De plus, le représentant du HHC a affirmé qu’il n’est pas écrit dans la lettre si une copie du dossier d’enquête peut être demandée ou non (ibid.).

Parmi les sources qu’elle a consultées dans les délais fixés, la Direction des recherches n’a trouvé aucun renseignement allant dans le même sens que ceux présentés ci-dessus.

Cette réponse a été préparée par la Direction des recherches à l'aide de renseignements puisés dans les sources qui sont à la disposition du public, et auxquelles la Direction des recherches a pu avoir accès dans les délais fixés. Cette réponse n'apporte pas, ni ne prétend apporter, de preuves concluantes quant au fondement d'une demande d'asile. Veuillez trouver ci-dessous les sources consultées pour la réponse à cette demande d'information.

Références

Hongrie. S.d. Hungarian National Police. « In Case You Become a Victim of a Crime » . <http://www.police.hu/data/cms696467/In_case_you_become_a_victim_of_a_crime_1.pdf> [Date de consultation : 5 juin 2012]

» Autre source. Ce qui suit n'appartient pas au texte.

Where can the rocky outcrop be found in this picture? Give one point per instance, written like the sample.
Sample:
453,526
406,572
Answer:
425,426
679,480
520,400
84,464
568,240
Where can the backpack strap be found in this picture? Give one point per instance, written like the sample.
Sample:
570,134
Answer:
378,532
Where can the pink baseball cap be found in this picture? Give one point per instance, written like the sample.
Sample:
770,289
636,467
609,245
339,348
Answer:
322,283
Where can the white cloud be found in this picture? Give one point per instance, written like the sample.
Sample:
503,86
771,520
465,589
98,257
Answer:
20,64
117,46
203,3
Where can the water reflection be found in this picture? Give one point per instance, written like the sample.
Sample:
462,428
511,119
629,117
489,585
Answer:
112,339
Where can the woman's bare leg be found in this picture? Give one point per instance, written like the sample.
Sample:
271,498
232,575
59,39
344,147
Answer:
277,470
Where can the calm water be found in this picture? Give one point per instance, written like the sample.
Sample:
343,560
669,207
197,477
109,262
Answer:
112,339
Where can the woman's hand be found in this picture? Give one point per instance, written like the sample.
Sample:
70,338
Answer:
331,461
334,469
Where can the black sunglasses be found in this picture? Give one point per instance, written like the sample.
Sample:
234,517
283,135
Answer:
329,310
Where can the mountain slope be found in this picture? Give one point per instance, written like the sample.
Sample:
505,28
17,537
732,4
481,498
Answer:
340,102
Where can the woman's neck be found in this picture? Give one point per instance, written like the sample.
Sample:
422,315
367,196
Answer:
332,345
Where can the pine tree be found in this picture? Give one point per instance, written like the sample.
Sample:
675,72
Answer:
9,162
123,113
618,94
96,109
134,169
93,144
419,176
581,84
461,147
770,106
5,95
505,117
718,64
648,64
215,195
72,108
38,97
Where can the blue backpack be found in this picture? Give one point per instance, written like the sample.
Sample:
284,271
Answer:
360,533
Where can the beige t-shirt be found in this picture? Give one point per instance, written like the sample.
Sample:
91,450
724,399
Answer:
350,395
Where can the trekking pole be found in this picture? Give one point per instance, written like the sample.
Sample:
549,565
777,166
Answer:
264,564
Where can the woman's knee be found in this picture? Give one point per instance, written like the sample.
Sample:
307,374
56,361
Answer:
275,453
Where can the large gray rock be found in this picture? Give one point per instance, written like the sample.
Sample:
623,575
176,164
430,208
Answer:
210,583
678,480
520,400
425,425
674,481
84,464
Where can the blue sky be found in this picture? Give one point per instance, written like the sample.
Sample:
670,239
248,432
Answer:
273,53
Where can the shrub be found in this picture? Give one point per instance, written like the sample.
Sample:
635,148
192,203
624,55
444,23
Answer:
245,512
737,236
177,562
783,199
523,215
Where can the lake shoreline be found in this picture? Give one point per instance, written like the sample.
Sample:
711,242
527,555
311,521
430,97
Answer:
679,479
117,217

Hungarian Helsinki Committee (HHC). 29 juin 2012. Communication écrite envoyée à la Direction des recherches.

Autres sources consultées

Sources orales : Les sources suivantes n’ont pu fournir de renseignements : un professeur de droit à la Eotvos Lorand University (ELTE), un membre de la Constitutional Court of Hungary , le Victim Support Department du Justice Service du Ministry of Public Administration and Justice . L’ambassade de Hongrie à Ottawa n’a pas répondu à une demande de renseignements dans les délais voulus. Les tentatives faites pour joindre les sources suivantes ont été infructueuses : le National Institute of Criminology , le National Police Headquarters et un avocat en droit international à l’ELTE.

Sites Internet, y compris : Hongrie – Ministry of the Interior, Ministry of Justice, National Institute of Criminology, National Police; Interpol ; Organisation pour la sécurité et la coopération en Europe.